The Tasty, and Dangerous, Fishy Morsel

Are you ready? I know I’m ready! 

The season is here. The mercury is rising, the days are longer and it’s time. It’s time to relish in the Summer sunshine and I hear our stunning West Coast is due for a cracker!

Many of our favourite sports and activities rest in an awkward hibernation during Winter, only to have the dust blown off them at the first peek of Summer. The water skis come out, the mountain bikes get a service, the fishing rods come off the rack and walking shoes come out of the wardrobe. The streets come alive with runners, bikers and dog walkers from early morning to late at night as the sun and warmth tugs at our natural instinct … to get out and enjoy the longer, warmer days while we can. Fishermen and fisherwomen will take advantage of a late afternoon/evening fish, and share the beach with walkers, strollers, runners and dogs. Which brings me to tell you about an after hours patient who visited the Hokitika clinic last Wednesday night. 

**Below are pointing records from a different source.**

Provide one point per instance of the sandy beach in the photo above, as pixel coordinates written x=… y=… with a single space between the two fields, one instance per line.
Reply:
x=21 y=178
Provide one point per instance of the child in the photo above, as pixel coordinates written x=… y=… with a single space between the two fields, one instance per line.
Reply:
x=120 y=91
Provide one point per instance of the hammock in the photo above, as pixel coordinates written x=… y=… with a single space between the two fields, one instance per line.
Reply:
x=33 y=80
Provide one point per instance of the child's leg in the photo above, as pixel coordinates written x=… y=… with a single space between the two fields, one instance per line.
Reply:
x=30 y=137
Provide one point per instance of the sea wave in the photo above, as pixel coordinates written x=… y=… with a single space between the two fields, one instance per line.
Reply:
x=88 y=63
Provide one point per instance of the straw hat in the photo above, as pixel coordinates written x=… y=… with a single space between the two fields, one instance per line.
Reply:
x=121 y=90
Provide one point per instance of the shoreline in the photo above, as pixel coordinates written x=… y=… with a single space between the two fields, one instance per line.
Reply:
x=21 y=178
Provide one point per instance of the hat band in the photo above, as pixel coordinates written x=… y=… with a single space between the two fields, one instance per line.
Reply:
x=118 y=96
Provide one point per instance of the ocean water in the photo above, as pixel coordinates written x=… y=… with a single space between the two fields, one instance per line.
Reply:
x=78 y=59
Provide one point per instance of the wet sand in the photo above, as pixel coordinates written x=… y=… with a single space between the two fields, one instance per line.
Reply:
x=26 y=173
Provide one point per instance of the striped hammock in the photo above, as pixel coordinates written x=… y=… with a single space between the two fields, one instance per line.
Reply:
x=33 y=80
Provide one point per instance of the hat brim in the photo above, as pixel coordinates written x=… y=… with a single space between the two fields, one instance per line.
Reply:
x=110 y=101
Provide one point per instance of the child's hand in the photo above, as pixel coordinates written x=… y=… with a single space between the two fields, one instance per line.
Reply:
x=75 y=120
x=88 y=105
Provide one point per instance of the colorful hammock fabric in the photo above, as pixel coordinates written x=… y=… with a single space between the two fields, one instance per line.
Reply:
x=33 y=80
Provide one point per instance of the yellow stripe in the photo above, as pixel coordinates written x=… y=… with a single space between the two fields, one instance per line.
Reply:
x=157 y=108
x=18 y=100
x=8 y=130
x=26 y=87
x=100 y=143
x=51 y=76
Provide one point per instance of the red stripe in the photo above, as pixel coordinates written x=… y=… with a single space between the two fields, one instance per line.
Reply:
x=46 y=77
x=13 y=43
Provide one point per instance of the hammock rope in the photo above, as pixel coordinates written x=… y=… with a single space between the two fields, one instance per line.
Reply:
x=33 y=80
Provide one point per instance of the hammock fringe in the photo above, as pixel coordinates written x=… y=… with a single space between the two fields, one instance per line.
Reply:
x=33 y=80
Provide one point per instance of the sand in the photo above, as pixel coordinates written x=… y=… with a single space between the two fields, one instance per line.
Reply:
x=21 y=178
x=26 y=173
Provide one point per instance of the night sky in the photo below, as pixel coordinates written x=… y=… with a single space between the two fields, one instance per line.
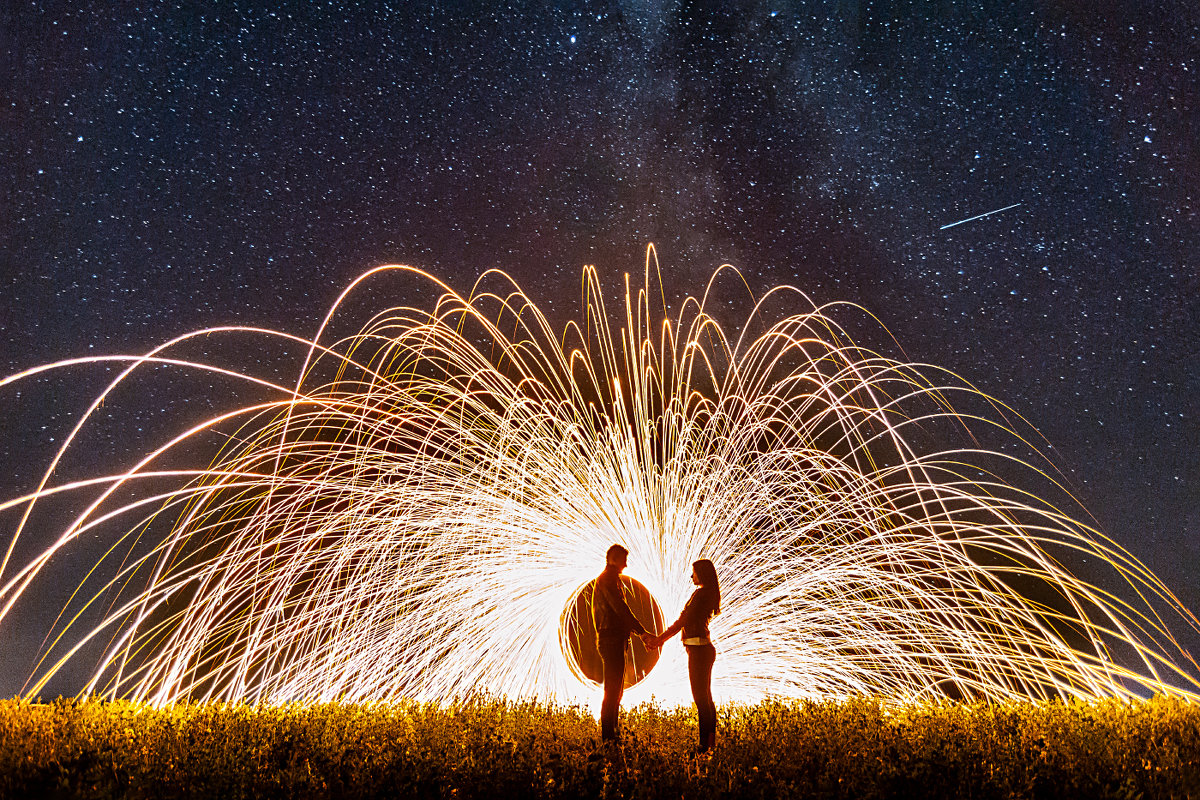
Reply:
x=168 y=168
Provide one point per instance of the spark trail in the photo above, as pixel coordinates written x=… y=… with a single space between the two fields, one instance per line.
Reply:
x=413 y=516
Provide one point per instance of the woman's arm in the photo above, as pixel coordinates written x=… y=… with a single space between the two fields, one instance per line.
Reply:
x=676 y=626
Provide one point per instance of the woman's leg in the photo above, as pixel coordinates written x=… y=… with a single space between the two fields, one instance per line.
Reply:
x=701 y=659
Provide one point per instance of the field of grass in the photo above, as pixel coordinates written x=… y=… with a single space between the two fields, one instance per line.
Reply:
x=485 y=749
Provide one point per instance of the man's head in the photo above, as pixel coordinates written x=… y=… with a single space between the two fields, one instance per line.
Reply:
x=617 y=557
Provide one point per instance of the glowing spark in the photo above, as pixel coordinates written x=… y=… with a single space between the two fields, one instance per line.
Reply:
x=979 y=216
x=415 y=515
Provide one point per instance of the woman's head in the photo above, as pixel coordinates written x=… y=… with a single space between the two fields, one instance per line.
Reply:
x=706 y=576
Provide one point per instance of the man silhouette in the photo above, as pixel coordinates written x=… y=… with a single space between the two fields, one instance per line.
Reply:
x=613 y=623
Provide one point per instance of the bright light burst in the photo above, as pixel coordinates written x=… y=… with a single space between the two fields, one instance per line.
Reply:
x=414 y=513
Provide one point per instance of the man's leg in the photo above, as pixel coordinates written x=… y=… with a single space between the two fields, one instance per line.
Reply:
x=612 y=654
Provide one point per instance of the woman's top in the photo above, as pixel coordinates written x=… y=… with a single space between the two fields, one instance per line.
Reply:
x=695 y=615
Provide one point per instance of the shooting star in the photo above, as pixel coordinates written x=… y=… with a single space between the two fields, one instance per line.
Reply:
x=979 y=216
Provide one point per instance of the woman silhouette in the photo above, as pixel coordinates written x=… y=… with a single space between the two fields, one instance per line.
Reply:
x=703 y=603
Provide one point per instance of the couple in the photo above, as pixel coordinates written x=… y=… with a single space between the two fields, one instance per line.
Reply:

Raven, a 10 month old American Staffordshire Terrier, was having a great time, running and sniffing along the beach in the late afternoon sunshine with her family, when she discovered a delicious piece of discarded bait, still attached to an enormous hook and leader. The phone call came to our on-call vet Minnie just after 8pm. The owner was extremely vigilant and with quick-thinking used a clamp to attach the other end of the fishing line to Raven’s collar. With another emergency in the clinic, Minnie and TJ (our on-call vet nurse) triaged Raven to jump the queue. 

Was the hook still in her mouth? Was it stuck in her oesophagus? Or had it made its way to her stomach? Was the bait still on the hook? Had the hook damaged anything on the way down? These were the first questions we had to find the answers to before we could even begin to establish whether we could remove it or not. After Raven’s initial physical examination, we took an X-ray to try and locate the whereabouts of the dreaded fish hook. 

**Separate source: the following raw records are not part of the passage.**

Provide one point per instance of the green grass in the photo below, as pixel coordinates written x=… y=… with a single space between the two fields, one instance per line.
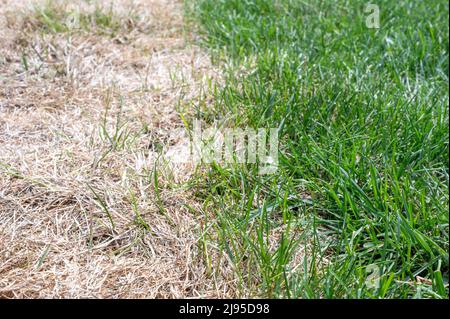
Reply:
x=363 y=118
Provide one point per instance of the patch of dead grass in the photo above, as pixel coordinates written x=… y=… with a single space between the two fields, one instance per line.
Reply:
x=79 y=214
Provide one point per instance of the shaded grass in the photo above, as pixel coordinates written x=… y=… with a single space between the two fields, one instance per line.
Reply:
x=363 y=118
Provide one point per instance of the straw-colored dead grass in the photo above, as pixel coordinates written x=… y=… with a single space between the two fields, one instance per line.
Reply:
x=83 y=117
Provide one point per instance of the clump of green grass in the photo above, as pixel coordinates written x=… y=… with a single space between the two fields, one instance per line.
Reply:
x=363 y=117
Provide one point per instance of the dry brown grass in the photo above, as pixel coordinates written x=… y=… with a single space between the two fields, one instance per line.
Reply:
x=79 y=214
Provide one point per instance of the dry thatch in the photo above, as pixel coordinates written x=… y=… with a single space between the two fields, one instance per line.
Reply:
x=83 y=116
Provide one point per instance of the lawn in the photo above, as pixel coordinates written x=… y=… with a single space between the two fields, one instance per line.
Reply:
x=358 y=207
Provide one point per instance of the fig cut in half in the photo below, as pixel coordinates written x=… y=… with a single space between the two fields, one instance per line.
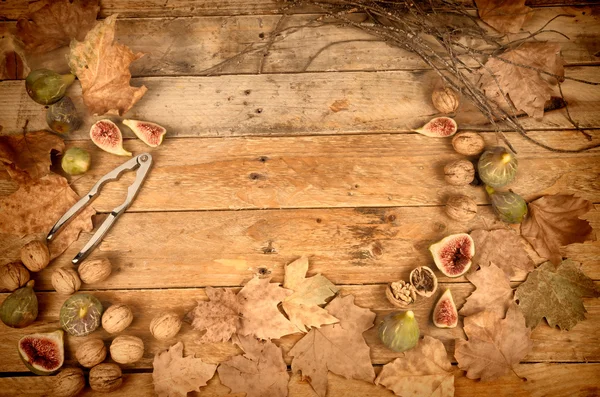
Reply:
x=453 y=254
x=43 y=353
x=424 y=281
x=439 y=127
x=107 y=136
x=445 y=314
x=151 y=134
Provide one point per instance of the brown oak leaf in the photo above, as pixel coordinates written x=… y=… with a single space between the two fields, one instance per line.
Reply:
x=302 y=307
x=53 y=23
x=102 y=67
x=175 y=375
x=503 y=247
x=29 y=153
x=33 y=209
x=424 y=371
x=260 y=371
x=261 y=317
x=495 y=344
x=493 y=292
x=219 y=316
x=506 y=16
x=553 y=222
x=13 y=65
x=527 y=88
x=339 y=348
x=555 y=294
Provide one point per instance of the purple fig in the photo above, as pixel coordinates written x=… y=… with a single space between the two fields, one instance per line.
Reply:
x=150 y=133
x=107 y=136
x=439 y=127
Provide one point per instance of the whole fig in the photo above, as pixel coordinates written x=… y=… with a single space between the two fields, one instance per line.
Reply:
x=20 y=308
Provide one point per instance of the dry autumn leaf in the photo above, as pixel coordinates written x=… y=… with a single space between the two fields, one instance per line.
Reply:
x=527 y=88
x=175 y=375
x=29 y=153
x=219 y=316
x=339 y=348
x=555 y=294
x=102 y=67
x=506 y=16
x=13 y=65
x=261 y=317
x=493 y=292
x=424 y=371
x=495 y=344
x=553 y=222
x=260 y=372
x=52 y=24
x=503 y=247
x=33 y=209
x=302 y=307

Raven went into surgery that night with Minnie and TJ, and the fish hook was successfully removed, with bait still attached, from Raven’s stomach. By 11.45pm, Raven was in recovery. A week later, she is doing amazingly well. She is one very lucky puppy. If her human family hadn’t seen her eat it, or if the hook didn’t have any fishing line attached, her beach food scavenging may have gone unnoticed, which would have had dire consequences. 

Swallowing a fish hook can cause irreparable damage and even death. 

So, a note to all pets owners who walk along the beach, keep your eyes peeled for any evidence of this much loved and super popular Summer activity. And, to all of you who enjoy a spot of fishing on the beach, or river, please be super vigilant and keep your gear close by and packed away in your tackle boxes. Our fellow canines don’t know whether a life threatening hook may be inside a delicious fishy morsel they want to devour. They are only out and about trying to enjoy the Summer days, just like us. 

On a side note, when we think about dogs and hooks - most often we think about hookworms, nasty parasites that set up residence in their stomachs. So remember to keep your pups on their worming programme, to keep them at their happiest!